Wednesday, August 12, 2009
Yna's Unemployed
I have recently become unemployed and Denice suggested I try writing to work through some things through our blog. It’s been a traumatic month, to say the least. Thank the Good Lord for modern medication and good friends or I don’t think I would have made it. It’s amazing how much of your identity is tied to your work. Needless to say, I’m having a bit of an identity crisis. So I would like to share some of my feelings …. about daytime TV. Daytime TV sucks. Holy crap on a cracker!!! Here are some of the shows I love to hate:
Criss Angel: Mindfreak
All his tricks have so much drama involved. He always has these “consultants” (his brother, his uncle, etc.) giving commentary on his tricks. “Oh my gosh, he might die!!” “This is so dangerous, I advised him not to do it, but he’s crazy, he’s a mindfreak.” “One wrong move and it could kill him.” On one episode where he was being buried alive, his girlfriend and his mom were on saying “I wish he wouldn’t go through with this” “Let’s pray for him!!” Do viewers actually believe in this?!!! Come on people, it’s called an illusion, for a reason…. it’s FAKE. We can do without the drama.
Most Haunted
I’m not really into these ghost hunting shows – mainly because I usually end up freaking myself out when I am home alone at night. I love to hate this one just for the hostess. There is a medium/psychic, two investigators and this woman host. They follow the medium around while he talks about the ghosts he senses. But here’s my favorite part…. every time they hear a noise or something moves, the hostess shrieks. Shrieks, screams, trembles and runs!!! Really. You’ve got to be kidding me. Lady, you are with a bunch of people on a ghost hunt in the middle of the night. You are probably going to run into some unexplained things. Duh.

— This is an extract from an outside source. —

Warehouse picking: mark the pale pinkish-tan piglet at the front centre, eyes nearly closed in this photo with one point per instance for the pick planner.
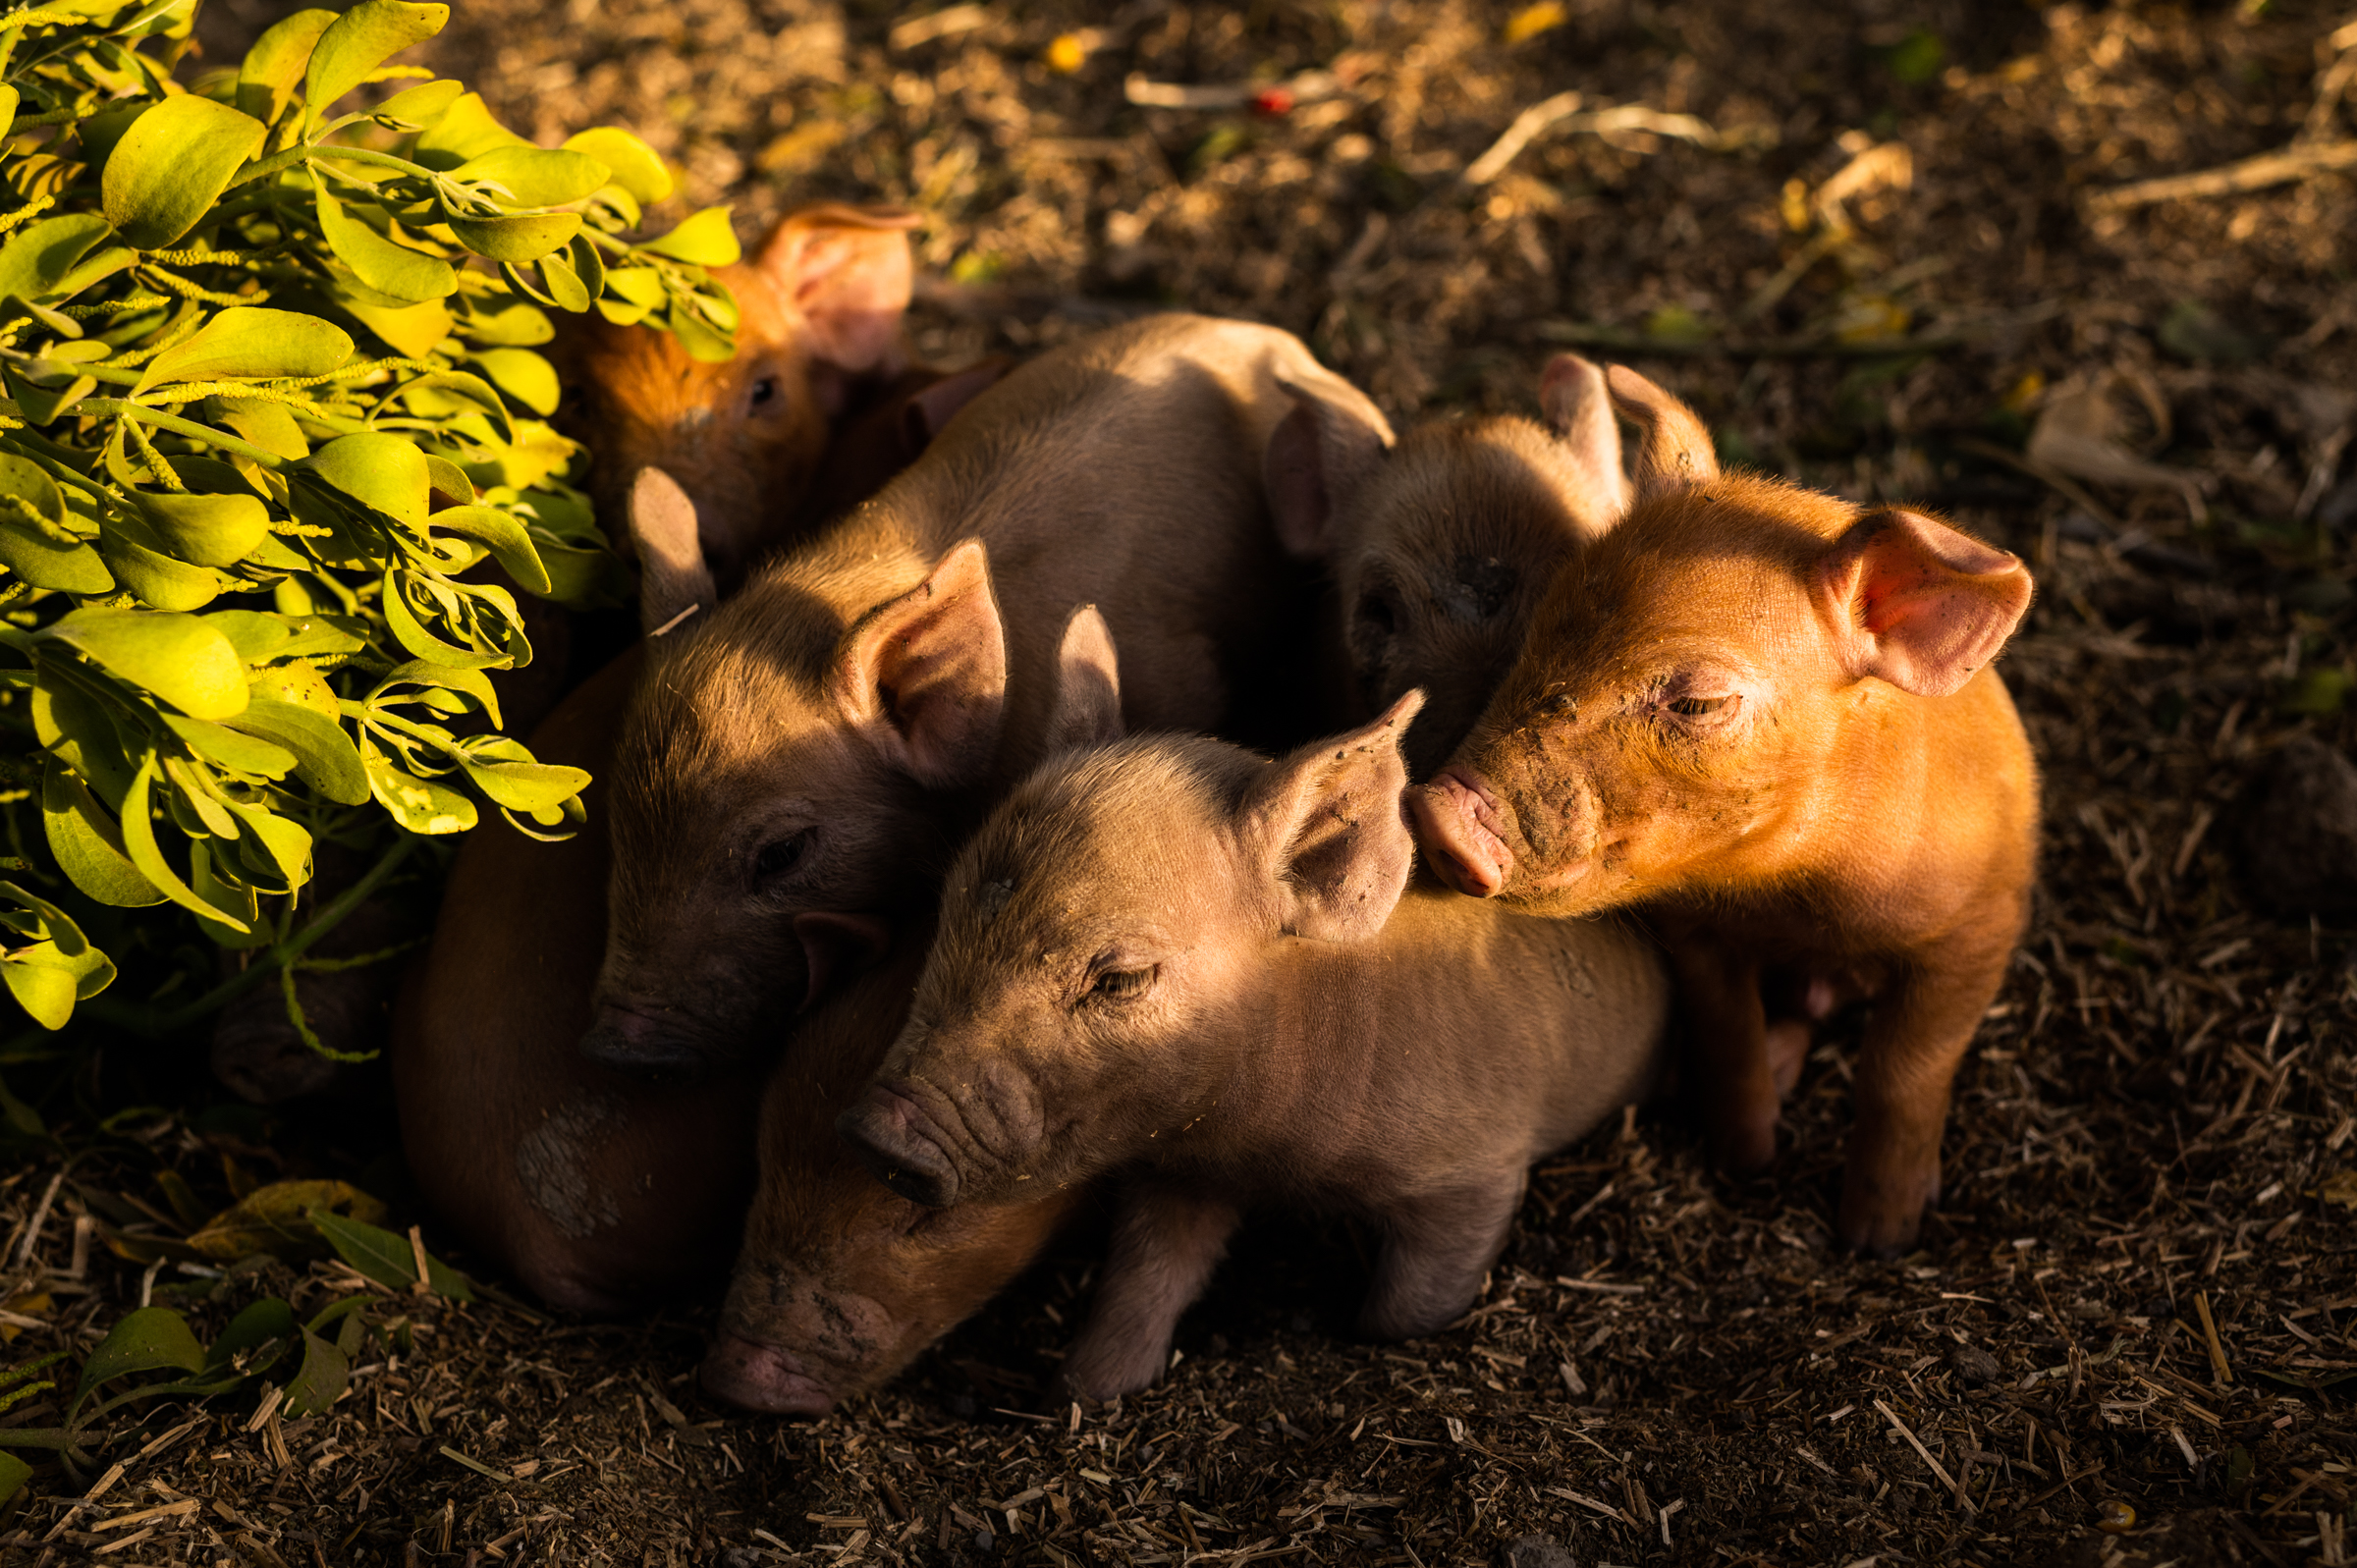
(1182, 958)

And I’m in infomercial hell. They have 3 channels on DirectTV that sell jewelry 24 hours a day. 3 channels. 24 hours a day. I’m sick of Marie Osmond and Nutrisystem, Billy Mays and the Awesome Auger and 5 different companies selling insurance for car repairs. There's the Shark vacuum, the BowFlex, the BumpIts, and the Magic Chopper. Wow. So much crap for lonely, credit card-toting, unemployed, chubby, flat-haired, lazy.... uh, I think I'll stop here.
It’s hard to be home alone in a quiet house, so I’ve had the TV on for company, mostly. You’d think I’d be able to get a ton of things done, but I’m still emotionally exhausted. I hope to get to the “productive” stage soon.